Grimes spends over 20 hours a week calling pharmacy directors and insurance plan supervisors. She’s fighting to get insurers to cover her pregnant patients’ addiction medicine — keeping them in stable treatment for the length of their pregnancy.
Insgurers set rules that sometime make patients wait for days for their addiction medicine. Pregnant women need a medication called Subutex (buprenorphine) to have healthy pregnancies. Without Subutex, or a similar medication such as methadone, patients will go through withdrawal. They could possibly deliver early and lose their baby or relapse and expose the baby to infections.
And of course, if they relapse, they could overdose.

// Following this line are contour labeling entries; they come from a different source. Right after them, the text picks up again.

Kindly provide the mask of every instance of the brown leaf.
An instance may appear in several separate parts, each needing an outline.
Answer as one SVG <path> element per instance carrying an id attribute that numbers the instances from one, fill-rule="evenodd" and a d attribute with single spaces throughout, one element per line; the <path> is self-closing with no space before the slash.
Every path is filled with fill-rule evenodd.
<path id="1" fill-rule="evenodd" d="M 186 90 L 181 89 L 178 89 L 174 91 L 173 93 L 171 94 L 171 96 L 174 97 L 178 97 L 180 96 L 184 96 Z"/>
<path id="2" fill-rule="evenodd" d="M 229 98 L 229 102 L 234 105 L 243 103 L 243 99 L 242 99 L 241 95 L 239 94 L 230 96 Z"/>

Even though most insurers cover Subutex, insurance plans require paperwork, called a prior authorization, before they’ll approve its use. Prior authorization requirements are especially onerous for pregnant women on Medicaid who may have to submit new paperwork multiple times during their pregnancy. Any one of these could become a potential crisis.
“What’s so frustrating about it is their pregnancy in theory could be held hostage by these people who are not medical professionals,” says Grimes.
Waiting for meds
The prenatal diagnosis clinic, where Grimes works, is a Riley Children's Health program located at IU Health University Hospital. They specialize in working with mothers addicted to opioids, and rely on Grimes to handle insurance obstacles and keep patients in consistent treatment. Almost all of her patients are covered through Medicaid.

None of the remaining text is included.